Data Domain System and Cleaning Performance Impact of Converting to GZ Compression
Summary: This article provides information about different compression algorithms supported on the DDR along with the impact of converting the system to use the GZ algorithm.
Instructions
SOLUTION
DDOS currently supports four different compression types with varying levels of compression CPU load. The following table summarizes the characteristics of each option:
type expected-comp CPU-load ---------- -------------------- -------------- none 1.0x 0x lz(default) 2.0x 1x gzfast 2.5x 2x gz 3.0x 5x
For example, the gz compression algorithm gives about 3x local compression but uses about 5x more CPU to run the compression part of the code than lz. The expected compression figures can vary greatly based on the data type. For some data types, gz may only be 10% better than lz while for other data types, it is 2x or better than lz.
In general, files with lots of similar strings of data tend to compression better with gz than lz.
Examples of such datasets include:
- Database files.
- Log files.
Consequences of using GZ Compression:
Since the stronger compression algorithms use more CPU, they can have significant performance consequences:
- Backups with low deduplication run slower since more new data must be compressed and written to disk.
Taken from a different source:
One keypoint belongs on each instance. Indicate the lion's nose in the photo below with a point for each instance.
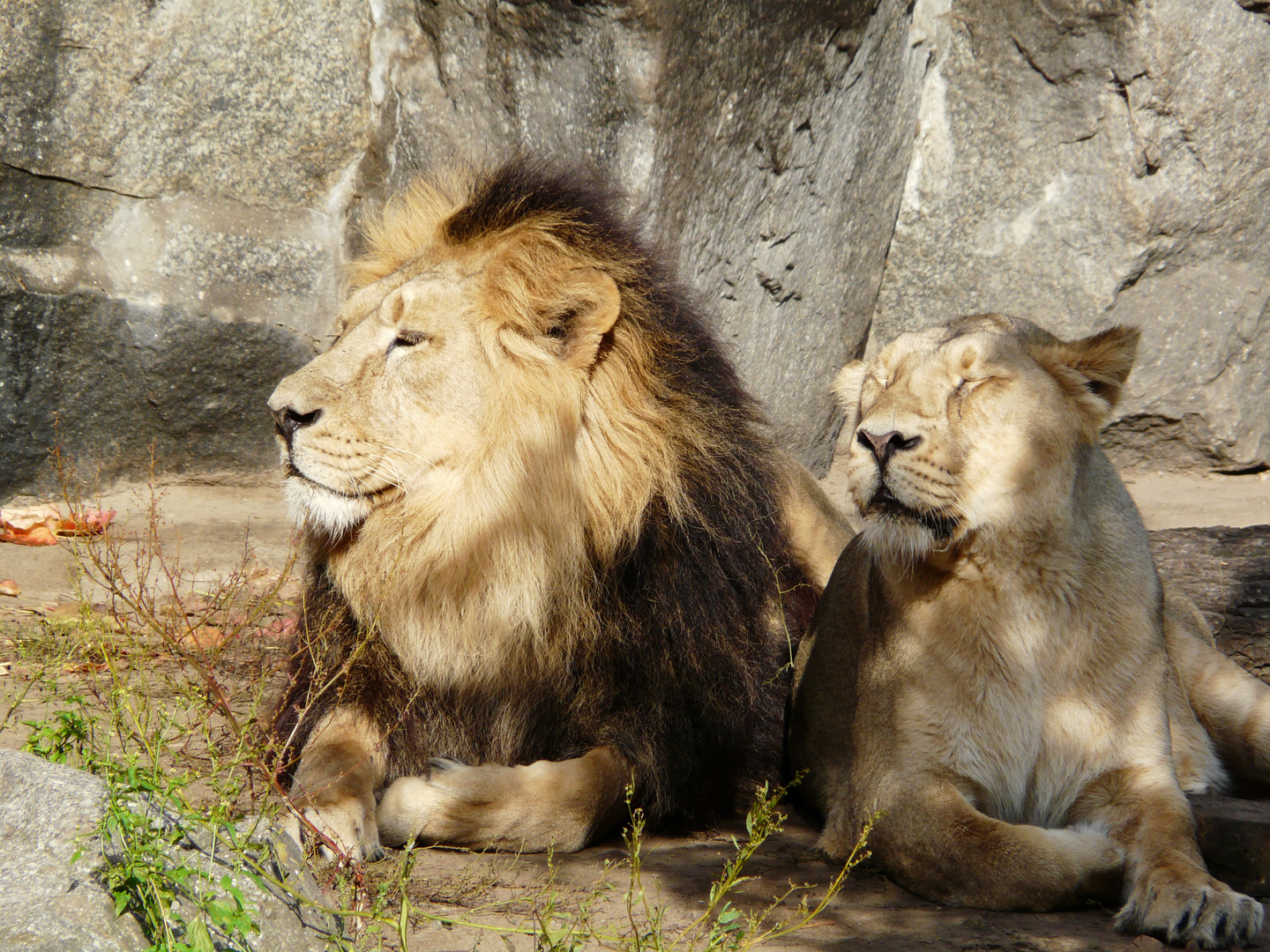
(288, 420)
(883, 444)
In particular, the first full backup will likely achieve 50% of the rated peak throughput.
- Since cleaning uncompresses and recompresses the data while it is running, cleaning may take longer to run and may slow other activity on the system such as backups and replication.
- The source DDR in a directory replication pair compresses the data using the compression algorithm used by the destination before sending the data. Therefore, if the destination uses the gz compression algorithm, replication may run slower and may cause other activity on the system such as backups and cleaning to run slower.
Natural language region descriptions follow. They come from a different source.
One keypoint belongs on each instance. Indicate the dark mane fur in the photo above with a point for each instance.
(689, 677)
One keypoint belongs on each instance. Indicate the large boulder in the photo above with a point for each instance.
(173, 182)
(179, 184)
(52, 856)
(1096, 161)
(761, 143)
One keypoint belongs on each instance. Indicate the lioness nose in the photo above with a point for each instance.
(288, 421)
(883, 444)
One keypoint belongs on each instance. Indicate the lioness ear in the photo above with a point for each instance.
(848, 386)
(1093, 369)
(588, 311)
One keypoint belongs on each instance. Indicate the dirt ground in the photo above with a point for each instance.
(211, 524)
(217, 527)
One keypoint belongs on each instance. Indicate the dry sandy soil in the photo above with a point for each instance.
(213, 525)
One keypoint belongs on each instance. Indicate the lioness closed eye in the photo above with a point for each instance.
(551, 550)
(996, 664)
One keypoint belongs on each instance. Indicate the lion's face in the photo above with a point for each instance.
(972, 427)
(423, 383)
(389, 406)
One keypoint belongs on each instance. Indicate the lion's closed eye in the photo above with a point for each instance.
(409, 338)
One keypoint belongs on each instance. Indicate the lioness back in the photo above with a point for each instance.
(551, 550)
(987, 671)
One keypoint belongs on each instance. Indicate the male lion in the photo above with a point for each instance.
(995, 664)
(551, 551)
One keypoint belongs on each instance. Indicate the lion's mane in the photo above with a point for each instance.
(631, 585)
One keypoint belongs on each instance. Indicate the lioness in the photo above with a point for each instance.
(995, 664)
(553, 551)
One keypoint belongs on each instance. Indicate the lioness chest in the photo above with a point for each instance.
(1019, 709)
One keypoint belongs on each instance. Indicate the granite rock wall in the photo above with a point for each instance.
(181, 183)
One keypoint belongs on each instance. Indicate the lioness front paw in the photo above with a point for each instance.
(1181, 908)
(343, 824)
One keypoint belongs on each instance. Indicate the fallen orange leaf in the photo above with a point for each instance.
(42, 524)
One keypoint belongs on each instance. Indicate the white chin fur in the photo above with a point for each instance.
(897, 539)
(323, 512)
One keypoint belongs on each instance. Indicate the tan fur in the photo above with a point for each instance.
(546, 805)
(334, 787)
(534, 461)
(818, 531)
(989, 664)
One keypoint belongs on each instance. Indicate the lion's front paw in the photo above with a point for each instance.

Therefore converting to GZ compression is a decision that should be taken based on the workload the system is going to experience. Otherwise, a capacity problem will essentially be converted into a performance problem.
In the following section we describe the characteristics of the workload where GZ would be helpful.
Who should use GZ compression?
Applications with high deduplication, low churn, and low backup performance requirements are ideal candidates to use gz. A good example is nearline applications. Most DDRs in the field used for nearline applications already use gz.
How do I change the compression type?
Use the following commands to change the compression type:
# filesys disable
# filesys option set local-compression-type {none | lz | gzfast | gz}
# filesys enable
Once the compression type is changed, all new writes use the new compression type and any data already written will be lazily converted to the new compression type during cleaning. The lazy conversion means that not all containers will be recompressed during the first round of cleaning. It takes several rounds of cleaning to fully recompress all the data existing on the DDRs prior to the change of compression policy.
Cleaning policy determines which containers are selected in a particular round of cleaning and only those containers are recompressed. The cleaning policy is based on the amount of garbage data a given container holds. Garbage data means deleted data which is no longer referenced by the namespace. The more garbage that a container has, the more likely it is to be selected for cleaning.
If the customer wants to pay a one-time hit, they can follow the following procedure:
-
Disable DDFS by using the command:
filesys disable
-
Use the following command to disable the lazy conversion (requires SE Mode):
reg set system.GC_APPLY_LAZY_CONVERSION=false
-
Enable DDFS by using the command:
filesys enable
As a result, the first clean after changing the compression type and disabling the lazy conversion may take a longer time to run. Whenever changing the compression type, you should carefully monitor the system for a week or two to make sure it is behaving well.